Mulu, 13, her ribs prominent through rips in her green school dress, races from home to get to her beloved third-grade class. But Mulu is 47th in a class of 60.
Fifteen-year-old Yirgalem, about two inches taller than Mulu, has a teenager’s diffidence toward school. “It’s not that tough,” he said. His second-grade teachers differ. “When he comes to school, I don’t even think his mind is normal,” one of his teachers, Amelework Ejigu, said.

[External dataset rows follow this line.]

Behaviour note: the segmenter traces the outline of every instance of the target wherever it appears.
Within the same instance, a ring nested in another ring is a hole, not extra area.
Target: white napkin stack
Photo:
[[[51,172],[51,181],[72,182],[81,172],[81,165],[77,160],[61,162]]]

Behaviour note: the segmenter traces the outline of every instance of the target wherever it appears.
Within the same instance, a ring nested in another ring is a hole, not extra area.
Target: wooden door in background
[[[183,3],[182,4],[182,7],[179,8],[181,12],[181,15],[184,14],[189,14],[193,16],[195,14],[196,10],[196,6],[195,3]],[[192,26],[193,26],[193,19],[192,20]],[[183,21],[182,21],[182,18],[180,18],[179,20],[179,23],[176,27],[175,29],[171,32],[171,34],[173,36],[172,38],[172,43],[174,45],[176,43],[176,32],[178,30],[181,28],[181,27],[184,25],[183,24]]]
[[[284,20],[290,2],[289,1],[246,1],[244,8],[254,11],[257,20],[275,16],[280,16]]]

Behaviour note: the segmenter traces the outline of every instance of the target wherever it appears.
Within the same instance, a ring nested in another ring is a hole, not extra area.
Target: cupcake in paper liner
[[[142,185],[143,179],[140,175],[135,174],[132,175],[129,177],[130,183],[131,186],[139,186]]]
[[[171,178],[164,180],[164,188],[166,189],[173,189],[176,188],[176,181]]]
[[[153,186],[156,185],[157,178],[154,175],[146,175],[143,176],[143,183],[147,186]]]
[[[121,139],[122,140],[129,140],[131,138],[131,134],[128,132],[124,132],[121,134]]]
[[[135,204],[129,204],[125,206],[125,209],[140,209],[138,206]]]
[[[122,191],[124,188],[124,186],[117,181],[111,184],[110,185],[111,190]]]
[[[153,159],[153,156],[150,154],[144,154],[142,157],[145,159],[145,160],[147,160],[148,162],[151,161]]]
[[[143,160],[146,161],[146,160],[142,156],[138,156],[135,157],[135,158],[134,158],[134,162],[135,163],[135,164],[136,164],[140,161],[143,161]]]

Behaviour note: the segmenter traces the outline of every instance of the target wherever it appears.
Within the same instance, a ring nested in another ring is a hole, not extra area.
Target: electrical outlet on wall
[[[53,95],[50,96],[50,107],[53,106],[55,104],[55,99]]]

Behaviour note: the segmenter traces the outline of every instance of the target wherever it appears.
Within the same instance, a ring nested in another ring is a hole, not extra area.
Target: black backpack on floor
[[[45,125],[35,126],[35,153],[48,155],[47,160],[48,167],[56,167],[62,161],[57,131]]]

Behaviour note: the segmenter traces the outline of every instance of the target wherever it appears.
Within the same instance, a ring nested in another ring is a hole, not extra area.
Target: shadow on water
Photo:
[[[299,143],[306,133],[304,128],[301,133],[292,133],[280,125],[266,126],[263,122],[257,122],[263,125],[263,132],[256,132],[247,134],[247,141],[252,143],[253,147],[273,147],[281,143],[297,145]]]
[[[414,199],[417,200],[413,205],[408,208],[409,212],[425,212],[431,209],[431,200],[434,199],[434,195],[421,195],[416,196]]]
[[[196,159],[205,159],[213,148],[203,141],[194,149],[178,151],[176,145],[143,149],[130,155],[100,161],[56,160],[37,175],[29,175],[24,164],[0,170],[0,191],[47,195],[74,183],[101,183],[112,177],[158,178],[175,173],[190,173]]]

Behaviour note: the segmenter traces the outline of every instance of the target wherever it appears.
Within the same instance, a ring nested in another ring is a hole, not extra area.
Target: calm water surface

There is great promise that this region’s future youngsters will not be hobbled by mental disabilities. Virtually all nutritional deficiencies can be easily and cheaply prevented, sometimes for pennies per child, through programs like universal salt iodization, fortification of flour and semiannual doses of vitamins.
Such efforts already are under way in some nations, and they are a foundation of most United Nations children’s programs. But in just as many places, they remain a promise.
At Tefera Hailu Memorial Hospital in Sekota, across a mountain from Shimider, the nutrition ward’s 10 beds are filled with worried mothers and shrunken babies. Among them are Adna Berhanu and her 5-month-old son, Agnecheu.
Mrs. Berhanu’s huge goiter is decorated with blue tribal tattoos. Her skeletal baby is severely iodine deficient, surely impaired for life should he survive.
Although iodine deficiency is endemic in Amhara Province, “I’ve been here a year, and we have no iodine in this ward,” the nurse on duty said. Beyond a blood test to estimate iron content, the attending physician said, no one even analyzes children’s nutritional status. Such tests, he said, are luxuries.
“We focus on saving lives; that’s our long-term focus,” he said. “We can’t focus on what happens to them afterward.”